Romania's legal system is a civil law jurisdiction with a continental European structure. Courts are organised in four tiers: judecătorii (first-instance courts), tribunale (tribunals), curți de apel (courts of appeal) and the Înalta Curte de Casație și Justiție (Supreme Court of Cassation and Justice). Commercial disputes between professionals are handled by tribunals at first instance when the claim exceeds a threshold set by procedural rules, while smaller claims and consumer matters typically start at judecătorii level. Understanding which court has jurisdiction over your debtor is the first practical step, because filing in the wrong venue triggers procedural delays that can run to several months.

Legal framework: the rules that govern debt recovery in Romania

The primary sources of law for debt recovery in Romania are the Civil Code (Law 287/2009, as republished) and the Civil Procedure Code (Law 134/2010, as republished). These two instruments define the substantive right to claim, the procedural path to judgment and the tools available to enforce it.

Key provisions creditors should understand:

  • Article 1516 of the Civil Code establishes the creditor's right to obtain performance of an obligation or, failing that, damages.
  • Article 1522 of the Civil Code sets out the formal notice (punere în întârziere) requirement before certain claims mature into enforceable obligations.
  • Articles 663-703 of the Civil Procedure Code govern enforcement proceedings (executare silită), including the powers of the bailiff (executor judecătoresc).
  • Article 1020 of the Civil Procedure Code establishes the payment order procedure (ordonanță de plată), a fast-track mechanism for undisputed commercial debts.
  • Law 85/2014 on insolvency procedures (Legea privind procedurile de prevenire a insolvenței și de insolvență) governs creditor rights when the debtor is insolvent or approaching insolvency.

Romania also transposed EU Directive 2011/7/EU on late payment into national law, giving creditors in B2B transactions the right to statutory interest and debt recovery costs when payment is overdue. This is particularly relevant for international creditors supplying goods or services to Romanian businesses.

A common mistake made by foreign creditors is assuming that a contract governed by a foreign law automatically allows them to sue in a foreign court. Where the debtor's assets are in Romania, enforcement must ultimately pass through Romanian courts and bailiffs regardless of the governing law or arbitration clause. Recognising a foreign judgment or arbitral award in Romania adds a procedural layer that takes additional time and cost.

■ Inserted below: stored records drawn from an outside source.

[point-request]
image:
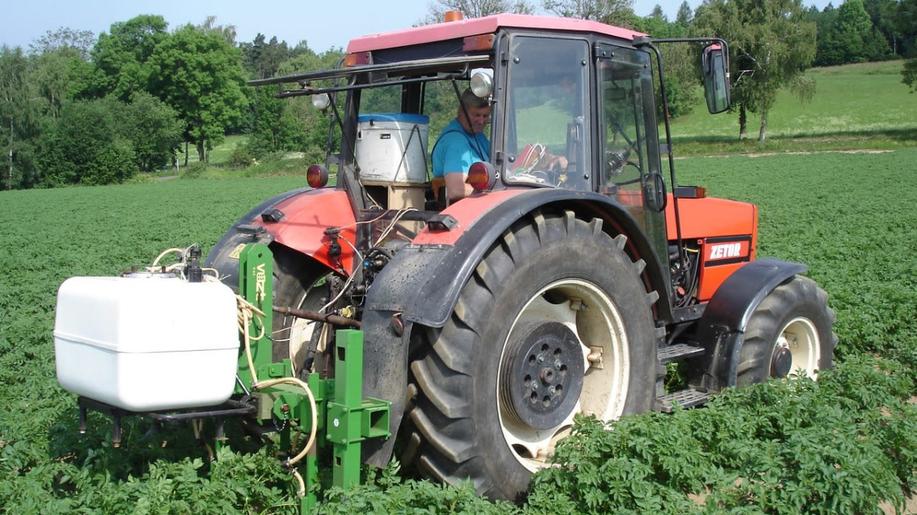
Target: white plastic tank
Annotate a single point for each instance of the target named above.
(392, 147)
(146, 343)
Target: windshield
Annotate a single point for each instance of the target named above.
(547, 134)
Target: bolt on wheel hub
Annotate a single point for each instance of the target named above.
(544, 375)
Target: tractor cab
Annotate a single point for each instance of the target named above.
(573, 107)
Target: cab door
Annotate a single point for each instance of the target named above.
(629, 162)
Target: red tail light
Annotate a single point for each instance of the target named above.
(482, 176)
(317, 176)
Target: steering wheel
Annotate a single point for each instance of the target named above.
(616, 160)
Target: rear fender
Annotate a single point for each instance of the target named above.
(721, 329)
(422, 282)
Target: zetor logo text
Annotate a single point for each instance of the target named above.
(725, 250)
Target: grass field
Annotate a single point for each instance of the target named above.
(843, 445)
(857, 99)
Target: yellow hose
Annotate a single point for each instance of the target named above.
(312, 408)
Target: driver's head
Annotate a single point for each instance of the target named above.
(478, 112)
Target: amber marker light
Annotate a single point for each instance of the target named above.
(317, 176)
(482, 176)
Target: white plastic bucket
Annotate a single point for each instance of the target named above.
(392, 147)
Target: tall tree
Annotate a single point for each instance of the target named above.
(855, 35)
(883, 14)
(771, 44)
(84, 146)
(476, 8)
(199, 74)
(907, 25)
(618, 12)
(81, 41)
(14, 106)
(121, 57)
(658, 14)
(59, 75)
(262, 58)
(685, 15)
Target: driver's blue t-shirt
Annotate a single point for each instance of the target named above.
(456, 151)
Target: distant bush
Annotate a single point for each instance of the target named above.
(241, 157)
(193, 170)
(83, 146)
(153, 129)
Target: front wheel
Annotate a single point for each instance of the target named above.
(554, 322)
(788, 333)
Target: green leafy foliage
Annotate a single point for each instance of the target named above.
(84, 147)
(790, 447)
(199, 74)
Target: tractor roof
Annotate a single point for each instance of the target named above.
(477, 26)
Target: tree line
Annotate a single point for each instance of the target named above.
(76, 109)
(80, 109)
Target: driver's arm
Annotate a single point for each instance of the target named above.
(456, 188)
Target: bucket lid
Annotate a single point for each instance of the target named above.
(394, 117)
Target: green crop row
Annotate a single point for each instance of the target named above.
(844, 444)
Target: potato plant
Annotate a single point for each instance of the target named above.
(844, 444)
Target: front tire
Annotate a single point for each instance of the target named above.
(555, 309)
(298, 283)
(788, 333)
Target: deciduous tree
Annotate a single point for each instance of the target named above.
(81, 41)
(615, 12)
(84, 147)
(121, 57)
(771, 45)
(199, 74)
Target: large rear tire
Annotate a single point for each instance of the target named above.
(788, 333)
(555, 321)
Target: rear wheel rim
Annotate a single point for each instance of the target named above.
(598, 325)
(800, 337)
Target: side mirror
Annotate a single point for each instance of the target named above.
(715, 66)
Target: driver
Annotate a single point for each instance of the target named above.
(461, 144)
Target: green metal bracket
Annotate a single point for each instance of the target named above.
(351, 419)
(256, 268)
(344, 417)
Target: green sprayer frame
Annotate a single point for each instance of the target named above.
(344, 417)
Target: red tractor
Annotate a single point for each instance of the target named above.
(550, 291)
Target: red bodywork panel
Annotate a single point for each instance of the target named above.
(306, 216)
(476, 26)
(726, 232)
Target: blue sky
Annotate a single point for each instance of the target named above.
(318, 23)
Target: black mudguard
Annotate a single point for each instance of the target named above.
(422, 283)
(722, 328)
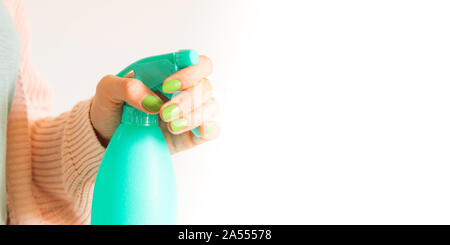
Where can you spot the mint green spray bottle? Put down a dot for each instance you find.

Pre-trial steps: building leverage before filing a claim

Effective debt recovery in Romania almost always begins outside the courtroom. A well-structured pre-trial phase serves two purposes: it creates the formal record required by procedural rules and it often produces settlement without litigation costs.

Formal demand letter (notificare/punere în întârziere)

Before filing most civil claims, the creditor must send a formal written demand. Under Article 1522 of the Civil Code, the demand must specify the obligation, the amount claimed and a reasonable deadline for payment - typically 15 to 30 days. The demand should be sent by registered post with acknowledgment of receipt (scrisoare recomandată cu confirmare de primire) or by a notary, so that the date of receipt is documented. Sending the demand only by email, without a read receipt or electronic signature confirmation, is a common mistake that weakens the creditor's procedural position.

Mediation and alternative dispute resolution

Romanian law encourages mediation before litigation. Law 192/2006 on mediation (Legea medierii) allows parties to resolve disputes through a licensed mediator. Courts may invite parties to attempt mediation, and in some categories of civil dispute the judge is required to inform parties of this option. Mediation is faster - a process can conclude in a few weeks - and confidential. For ongoing commercial relationships, it preserves the business connection. However, mediation is only effective when the debtor acknowledges the debt in principle; a debtor who disputes liability entirely rarely engages constructively.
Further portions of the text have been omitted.